Question

Integrate the function: $\frac {x-1}{\sqrt {x^2-1}}$

Answer 1

$∫\frac {x-1}{\sqrt {x^2-1}}\ dx$ = $∫\frac {x}{\sqrt {x^2-1}}\ dx$ - $∫\frac {1}{\sqrt {x^2-1}}\ dx$ ……....(1)

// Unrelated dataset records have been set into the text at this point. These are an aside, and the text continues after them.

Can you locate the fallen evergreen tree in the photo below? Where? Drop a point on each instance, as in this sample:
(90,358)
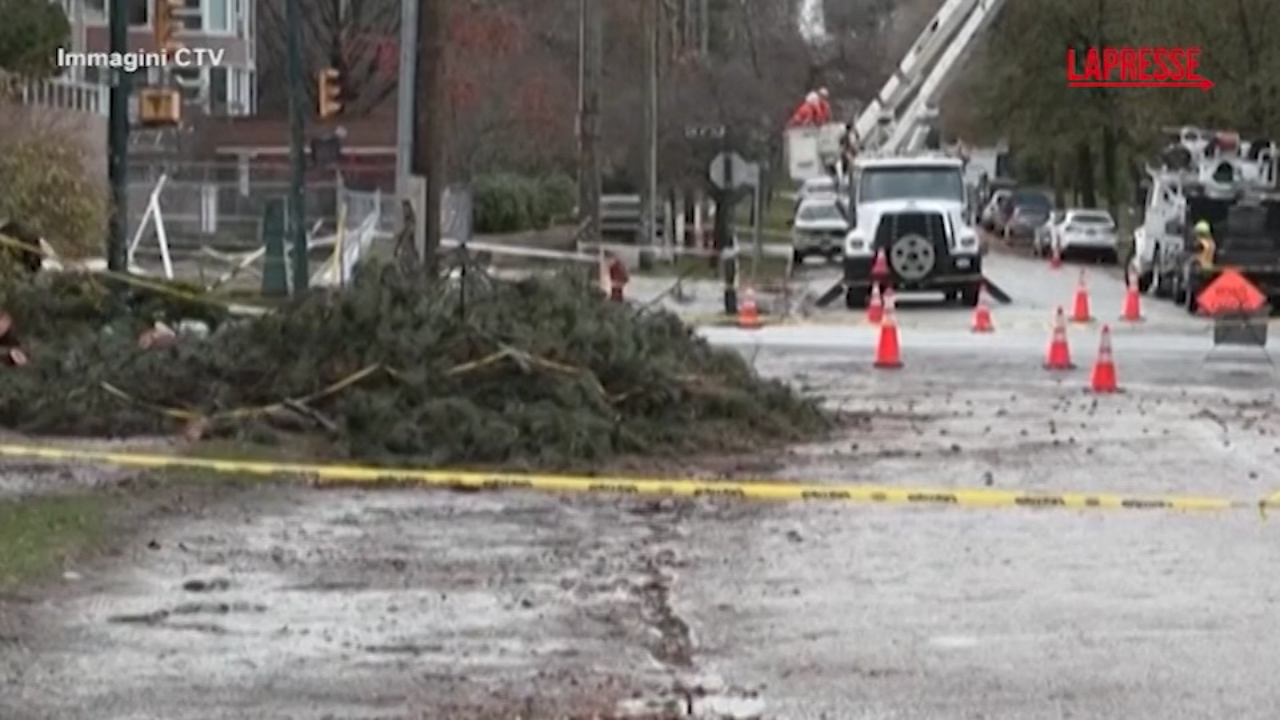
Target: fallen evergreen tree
(535,373)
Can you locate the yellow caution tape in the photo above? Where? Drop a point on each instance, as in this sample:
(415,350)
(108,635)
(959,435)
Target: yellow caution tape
(748,490)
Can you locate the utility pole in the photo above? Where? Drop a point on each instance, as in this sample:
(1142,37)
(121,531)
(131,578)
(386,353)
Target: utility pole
(704,27)
(429,140)
(118,144)
(590,78)
(652,35)
(297,223)
(406,96)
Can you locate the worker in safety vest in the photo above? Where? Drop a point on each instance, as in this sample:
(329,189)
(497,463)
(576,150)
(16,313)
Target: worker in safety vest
(1205,245)
(822,112)
(618,277)
(807,113)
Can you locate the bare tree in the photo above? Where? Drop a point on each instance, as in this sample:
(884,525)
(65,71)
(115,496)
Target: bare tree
(357,37)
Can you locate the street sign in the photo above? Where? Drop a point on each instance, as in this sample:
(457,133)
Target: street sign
(728,171)
(693,132)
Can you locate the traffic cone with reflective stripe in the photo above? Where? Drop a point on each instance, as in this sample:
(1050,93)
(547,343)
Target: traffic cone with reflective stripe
(1132,311)
(748,311)
(1059,356)
(876,308)
(1080,306)
(982,315)
(888,351)
(880,268)
(1104,378)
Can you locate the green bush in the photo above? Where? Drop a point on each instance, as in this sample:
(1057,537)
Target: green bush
(49,190)
(560,196)
(507,203)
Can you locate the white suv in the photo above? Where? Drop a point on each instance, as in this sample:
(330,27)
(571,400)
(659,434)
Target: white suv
(913,209)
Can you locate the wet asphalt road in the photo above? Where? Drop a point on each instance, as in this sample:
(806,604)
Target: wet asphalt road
(408,604)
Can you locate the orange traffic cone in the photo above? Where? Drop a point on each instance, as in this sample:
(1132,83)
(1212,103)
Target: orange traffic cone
(1059,356)
(1132,311)
(888,351)
(880,268)
(876,308)
(982,318)
(1080,308)
(748,311)
(1104,379)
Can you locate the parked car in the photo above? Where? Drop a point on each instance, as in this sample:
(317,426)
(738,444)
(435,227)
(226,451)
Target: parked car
(1083,233)
(1031,209)
(819,229)
(823,186)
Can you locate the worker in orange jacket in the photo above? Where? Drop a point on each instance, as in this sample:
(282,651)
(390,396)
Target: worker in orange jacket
(618,277)
(807,114)
(822,112)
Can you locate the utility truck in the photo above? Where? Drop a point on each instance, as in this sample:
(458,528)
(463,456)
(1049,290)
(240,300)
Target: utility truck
(913,210)
(909,197)
(1214,177)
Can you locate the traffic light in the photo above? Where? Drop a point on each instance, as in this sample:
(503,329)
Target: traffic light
(168,24)
(330,92)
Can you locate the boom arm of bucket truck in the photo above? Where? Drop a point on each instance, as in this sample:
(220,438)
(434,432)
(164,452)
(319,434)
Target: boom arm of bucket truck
(896,121)
(912,126)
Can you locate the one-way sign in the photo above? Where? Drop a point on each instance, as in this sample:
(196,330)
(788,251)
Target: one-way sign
(728,171)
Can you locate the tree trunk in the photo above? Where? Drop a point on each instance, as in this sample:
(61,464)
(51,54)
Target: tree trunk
(1084,182)
(1110,178)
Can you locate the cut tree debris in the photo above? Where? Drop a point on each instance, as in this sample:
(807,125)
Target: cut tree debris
(538,373)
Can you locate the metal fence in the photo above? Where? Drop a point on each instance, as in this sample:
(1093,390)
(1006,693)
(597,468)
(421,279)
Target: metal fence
(222,204)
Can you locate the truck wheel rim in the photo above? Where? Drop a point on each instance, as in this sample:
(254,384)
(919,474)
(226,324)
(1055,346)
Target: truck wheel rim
(913,258)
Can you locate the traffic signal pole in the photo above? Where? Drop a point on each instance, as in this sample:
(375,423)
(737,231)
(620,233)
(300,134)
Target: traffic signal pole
(297,217)
(118,144)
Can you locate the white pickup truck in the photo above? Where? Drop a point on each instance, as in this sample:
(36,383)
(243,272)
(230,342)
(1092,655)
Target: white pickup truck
(915,210)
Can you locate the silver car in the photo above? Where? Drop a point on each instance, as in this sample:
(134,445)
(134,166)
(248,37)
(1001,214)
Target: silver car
(1080,232)
(818,229)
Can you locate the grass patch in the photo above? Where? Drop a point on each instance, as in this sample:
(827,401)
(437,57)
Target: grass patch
(39,536)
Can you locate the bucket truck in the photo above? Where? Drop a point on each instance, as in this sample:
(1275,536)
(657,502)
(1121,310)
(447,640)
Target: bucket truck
(910,203)
(1215,177)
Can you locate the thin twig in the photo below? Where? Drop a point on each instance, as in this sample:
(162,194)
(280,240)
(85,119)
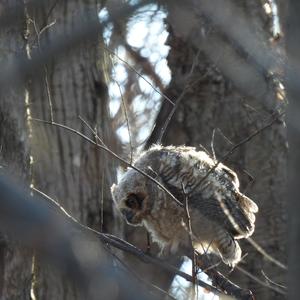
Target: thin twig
(274,288)
(127,121)
(127,247)
(105,148)
(139,74)
(271,281)
(179,99)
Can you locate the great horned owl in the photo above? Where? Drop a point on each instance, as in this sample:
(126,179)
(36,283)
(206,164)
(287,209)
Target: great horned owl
(219,213)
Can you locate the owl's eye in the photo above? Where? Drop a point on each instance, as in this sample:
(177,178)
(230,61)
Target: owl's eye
(134,201)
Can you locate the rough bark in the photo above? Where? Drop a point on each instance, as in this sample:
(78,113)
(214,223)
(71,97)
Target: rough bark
(214,101)
(64,166)
(15,263)
(292,83)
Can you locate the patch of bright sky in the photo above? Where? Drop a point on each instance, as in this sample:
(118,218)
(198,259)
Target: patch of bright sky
(146,32)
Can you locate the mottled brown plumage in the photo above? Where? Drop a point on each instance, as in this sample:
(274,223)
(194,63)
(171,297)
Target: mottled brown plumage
(219,213)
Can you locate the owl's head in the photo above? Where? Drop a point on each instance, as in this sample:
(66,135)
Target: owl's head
(131,197)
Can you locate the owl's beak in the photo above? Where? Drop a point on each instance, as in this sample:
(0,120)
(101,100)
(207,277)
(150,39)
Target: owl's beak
(129,215)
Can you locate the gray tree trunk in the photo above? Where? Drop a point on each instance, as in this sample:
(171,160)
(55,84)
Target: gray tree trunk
(65,166)
(15,263)
(213,100)
(59,164)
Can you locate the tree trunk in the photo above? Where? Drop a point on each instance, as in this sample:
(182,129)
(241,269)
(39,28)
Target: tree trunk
(66,167)
(213,98)
(15,262)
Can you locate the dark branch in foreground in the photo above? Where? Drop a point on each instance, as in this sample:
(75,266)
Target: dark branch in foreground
(222,283)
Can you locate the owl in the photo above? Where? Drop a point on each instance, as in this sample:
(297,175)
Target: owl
(218,213)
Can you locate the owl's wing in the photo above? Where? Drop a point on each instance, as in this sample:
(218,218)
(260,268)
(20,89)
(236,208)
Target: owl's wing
(230,209)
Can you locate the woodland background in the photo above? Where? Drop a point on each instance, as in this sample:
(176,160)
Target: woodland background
(231,65)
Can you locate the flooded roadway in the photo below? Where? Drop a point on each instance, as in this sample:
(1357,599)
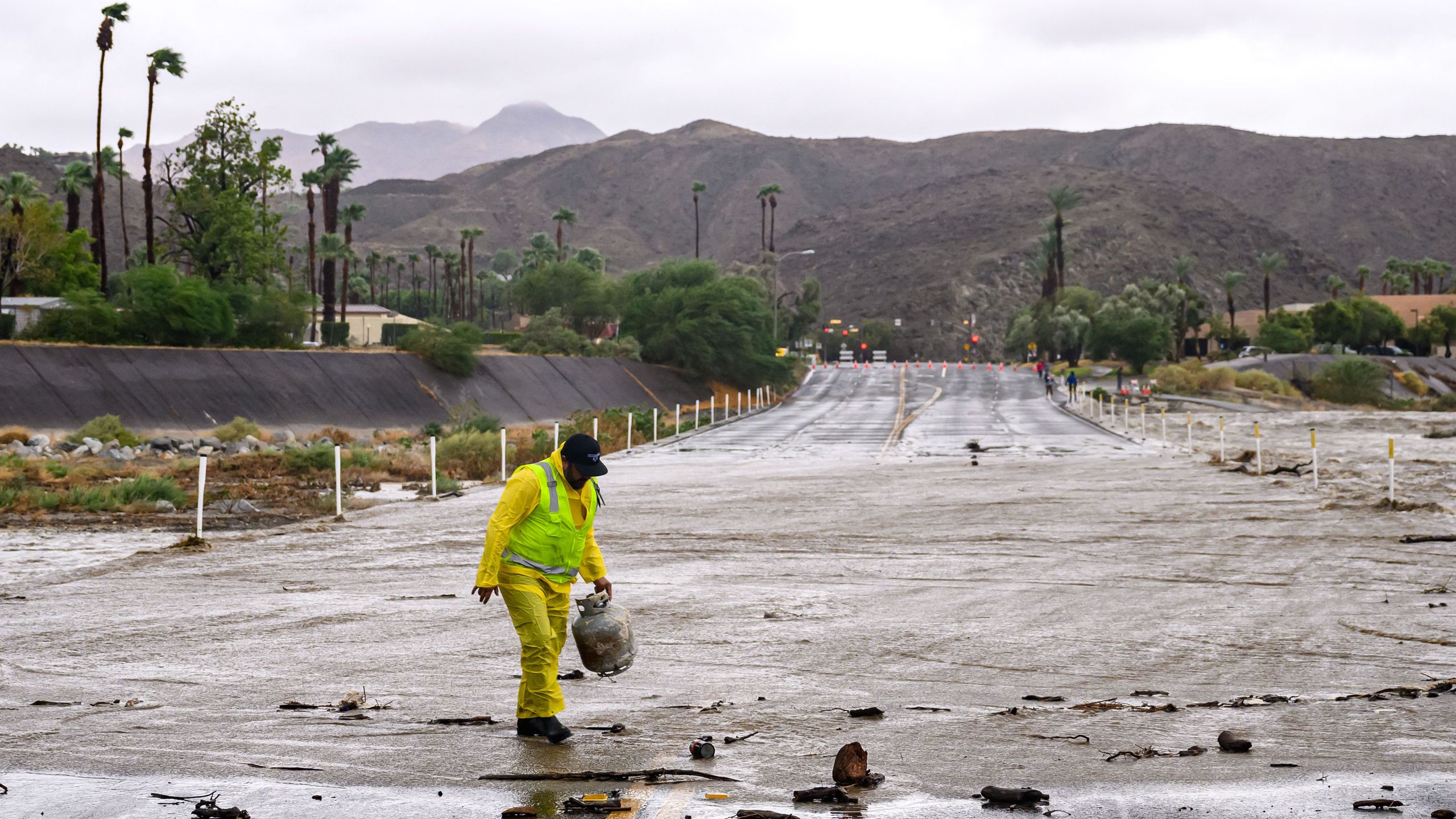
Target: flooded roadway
(820,556)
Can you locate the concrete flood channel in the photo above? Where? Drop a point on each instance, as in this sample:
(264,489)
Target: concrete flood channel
(778,570)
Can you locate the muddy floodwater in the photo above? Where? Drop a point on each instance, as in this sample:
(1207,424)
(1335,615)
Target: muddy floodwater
(845,550)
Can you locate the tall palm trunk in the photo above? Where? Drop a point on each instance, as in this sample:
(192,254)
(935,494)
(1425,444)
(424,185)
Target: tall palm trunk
(146,184)
(98,184)
(121,201)
(774,210)
(1062,258)
(313,282)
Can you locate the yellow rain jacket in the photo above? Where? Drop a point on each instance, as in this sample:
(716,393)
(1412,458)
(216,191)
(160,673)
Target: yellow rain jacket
(539,605)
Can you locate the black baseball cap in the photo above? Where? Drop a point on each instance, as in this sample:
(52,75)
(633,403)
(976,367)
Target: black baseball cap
(584,452)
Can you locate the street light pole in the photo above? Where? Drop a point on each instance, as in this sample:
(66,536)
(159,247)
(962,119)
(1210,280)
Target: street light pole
(774,299)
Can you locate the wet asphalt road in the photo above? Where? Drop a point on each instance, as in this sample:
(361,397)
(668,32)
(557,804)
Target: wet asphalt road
(812,559)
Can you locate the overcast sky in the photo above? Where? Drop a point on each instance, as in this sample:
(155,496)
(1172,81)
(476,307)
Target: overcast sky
(896,69)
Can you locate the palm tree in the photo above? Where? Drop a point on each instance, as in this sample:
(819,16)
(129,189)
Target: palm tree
(1062,200)
(351,213)
(1270,264)
(698,188)
(123,135)
(561,218)
(1231,280)
(169,61)
(1183,266)
(18,190)
(75,180)
(332,248)
(414,278)
(1392,268)
(471,234)
(110,16)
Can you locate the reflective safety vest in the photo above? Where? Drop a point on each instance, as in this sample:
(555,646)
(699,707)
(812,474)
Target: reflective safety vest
(548,540)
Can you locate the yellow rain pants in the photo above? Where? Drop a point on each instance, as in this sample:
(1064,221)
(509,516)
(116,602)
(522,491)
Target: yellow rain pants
(539,613)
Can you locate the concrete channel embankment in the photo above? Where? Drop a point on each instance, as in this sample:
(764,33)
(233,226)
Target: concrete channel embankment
(168,390)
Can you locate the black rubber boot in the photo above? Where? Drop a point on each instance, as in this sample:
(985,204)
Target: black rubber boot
(552,729)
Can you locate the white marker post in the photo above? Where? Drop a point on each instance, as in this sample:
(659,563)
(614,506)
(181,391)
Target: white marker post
(1259,449)
(338,480)
(1392,471)
(1314,454)
(201,491)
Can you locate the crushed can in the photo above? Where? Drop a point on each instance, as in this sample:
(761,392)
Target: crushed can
(603,634)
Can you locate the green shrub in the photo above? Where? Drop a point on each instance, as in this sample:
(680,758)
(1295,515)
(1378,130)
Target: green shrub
(1264,382)
(441,349)
(474,454)
(391,333)
(1350,379)
(334,334)
(146,489)
(105,429)
(238,429)
(309,460)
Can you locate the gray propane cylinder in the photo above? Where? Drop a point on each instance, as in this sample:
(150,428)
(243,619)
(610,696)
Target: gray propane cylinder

$For ∫\frac {x}{\sqrt {x^2-1}} dx, \ let x^2-1 = t ⇒ 2x dx = dt$

$∴ ∫\frac {x}{\sqrt {x^2-1}} dx = \frac 12 ∫\frac {dt}{\sqrt t}$

$=\frac 12 ∫t^{-\frac 12} dt$

$=\frac 12[2t^{\frac 12}]$

$=\sqrt t$

$=\sqrt {x^2-1}$

$From\ (1), we\ obtain$

$∫\frac {x-1}{\sqrt {x^2-1}}\ dx$ = $∫\frac {x}{\sqrt {x^2-1}}\ dx$ - $∫\frac {1}{\sqrt {x^2-1}}\ dx$ $[∫\frac {1}{\sqrt {x^2-a^2}} \ dt = log\ |x+\sqrt {x^2-a^2|}]$

$= \sqrt {x^2-1}-log|x+\sqrt {x^2-1}|+C$